After a year of intensive study and independent review, the rock sample that NASA’s Perseverance rover drilled out of an ancient mudstone on Mars last summer has lived up to the eye-watering prospect that it holds possible chemical evidence of past microbial life.

“This finding . . . is the closest we’ve actually come to discovering ancient life on Mars,” Nicky Fox, NASA associate administrator for science, told reporters Sept. 10. “[From] everything we know about life on Earth, this is the kind of signature we would see that was made by something biological. In this case, it’s kind of the equivalent of seeing leftovers from a meal, and maybe that meal had been excreted by a microbe. That’s what we’re seeing in this sample.”

At the moment, the U.S. has no plan to retrieve the sample and fly it—and as many as 29 others collected during the ongoing Perseverance mission—to Earth for analysis. “We’re going to look at our budget . . . and look at our timing [to see] how we spend money better, what technology we have to get samples back more quickly . . . and what is the best way to do it,” NASA acting Administrator Sean Duffy said at the Sept. 10 press conference. “That analysis is happening now.”

The prized sample—the 25th in a still-growing collection—was drilled on July 21, 2024, from a rock in Neretva Vallis, an ancient 1,300-ft.-wide river valley that was carved by water rushing into Jezero Crater long ago.

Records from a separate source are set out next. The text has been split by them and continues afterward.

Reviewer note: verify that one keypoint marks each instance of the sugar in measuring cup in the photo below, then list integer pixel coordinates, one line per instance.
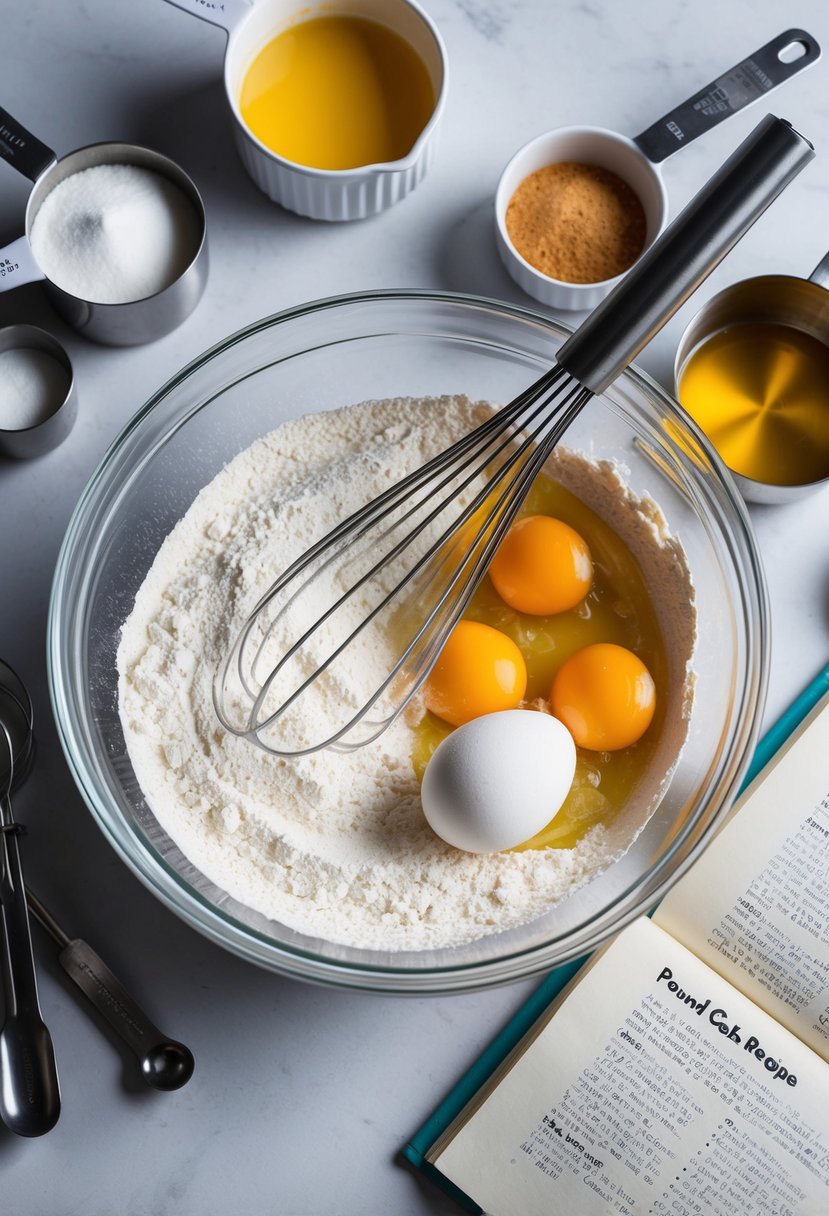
(116, 231)
(753, 371)
(620, 174)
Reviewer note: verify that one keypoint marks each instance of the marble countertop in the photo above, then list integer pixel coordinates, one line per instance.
(303, 1096)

The rover landed inside the crater on Feb. 18, 2021, to search for locations that could have supported and preserved evidence of past microbial life and to cache samples to send to Earth.

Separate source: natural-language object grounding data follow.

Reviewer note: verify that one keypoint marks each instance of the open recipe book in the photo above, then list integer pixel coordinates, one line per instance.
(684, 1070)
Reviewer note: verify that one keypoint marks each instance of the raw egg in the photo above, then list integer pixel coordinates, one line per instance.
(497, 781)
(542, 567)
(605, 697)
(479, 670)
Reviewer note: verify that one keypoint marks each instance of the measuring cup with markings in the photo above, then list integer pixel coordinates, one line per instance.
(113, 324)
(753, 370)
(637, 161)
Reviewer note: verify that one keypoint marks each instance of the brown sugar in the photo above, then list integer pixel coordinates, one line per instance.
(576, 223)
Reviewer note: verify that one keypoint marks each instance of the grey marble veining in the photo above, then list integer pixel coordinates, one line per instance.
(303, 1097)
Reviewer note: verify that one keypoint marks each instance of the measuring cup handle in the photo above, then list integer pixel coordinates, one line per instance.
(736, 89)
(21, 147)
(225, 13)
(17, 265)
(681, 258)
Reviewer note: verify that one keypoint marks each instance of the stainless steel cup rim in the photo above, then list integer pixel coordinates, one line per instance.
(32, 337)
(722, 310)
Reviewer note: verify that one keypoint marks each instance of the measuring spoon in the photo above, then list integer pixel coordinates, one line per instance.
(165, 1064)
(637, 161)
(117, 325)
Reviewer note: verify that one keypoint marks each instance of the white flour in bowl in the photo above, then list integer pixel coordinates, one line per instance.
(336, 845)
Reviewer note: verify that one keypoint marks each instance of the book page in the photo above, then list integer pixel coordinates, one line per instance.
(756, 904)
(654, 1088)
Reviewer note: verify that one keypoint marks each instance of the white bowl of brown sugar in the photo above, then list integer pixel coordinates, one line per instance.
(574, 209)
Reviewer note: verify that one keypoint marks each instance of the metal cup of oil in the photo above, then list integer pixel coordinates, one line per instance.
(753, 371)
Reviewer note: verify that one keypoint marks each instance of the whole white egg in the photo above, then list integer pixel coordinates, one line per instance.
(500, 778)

Sample 25 is the only one that has been confirmed to contain organic materials. The reddish rock has white-toned spots encircled by black rings. Chemically, the light-tone and reddish areas of the rock are the same, suggesting that the features, nicknamed leopard spots, are areas that have been bleached out by another process.

On Earth, similar spotting typically occurs during chemical reactions involving hematite, which can release iron and phosphate to form black rings. These types of reactions can be an energy source for microbes.

In the year since the sample was cached, scientists worked to understand better the environment in which the rocks formed and what chemical reactions could have occurred to create the potential biosignatures. For example, the team determined there was not widespread heating in the region, which could have provided a geologic explanation for the spots.

Ultimately, the determination of whether the rock contains evidence of extraterrestrial life cannot be answered until the sample is brought to Earth for analysis. “We basically threw the entire rover science payload at this rock,” said Perseverance Project Scientist Katie Stack Morgan, with NASA’s Jet Propulsion Laboratory in California. “We’re pretty close to the limits of what the rover can do on the surface in terms of making progress on that particular question. That was by design, since the payload of the Mars Perseverance rover was selected with a sample return in mind.”

Citing costs and schedule concerns, NASA in 2023 paused its overbudget, multispacecraft Mars Sample Return (MSR) campaign, which had been in development with the European Space Agency since 2009. With cost estimates more than doubling the program’s planned $4-5 billion budget, NASA vetted alternatives in 2024 and left to the incoming Trump administration and Congress the decision on how to proceed.

In its spending plan for fiscal 2026, which begins Oct. 1, the White House proposes to end the MSR program formally as part of a nearly 50% cut in NASA science programs and an overall 24% reduction in the agency’s budget. Legislation passed by the House and Senate Appropriations Committees maintain NASA’s annual funding close to its current $25 billion level. The House bill includes $300 million for MSR, the top priority of the U.S. Planetary Science Decadal Survey. The Senate bill does not specifically mention MSR. A 2026 budget has not been passed.

In a related initiative, NASA is proceeding with plans to procure a new Mars telecommunications orbiter to buttress the aging fleet of spacecraft currently supporting the rovers and other Mars science missions. Among the bidders: Rocket Lab, which pitched the communications segment of a MSR mission concept presented to NASA in 2024. Rocket Lab estimated the price of its MSR program at $4 billion.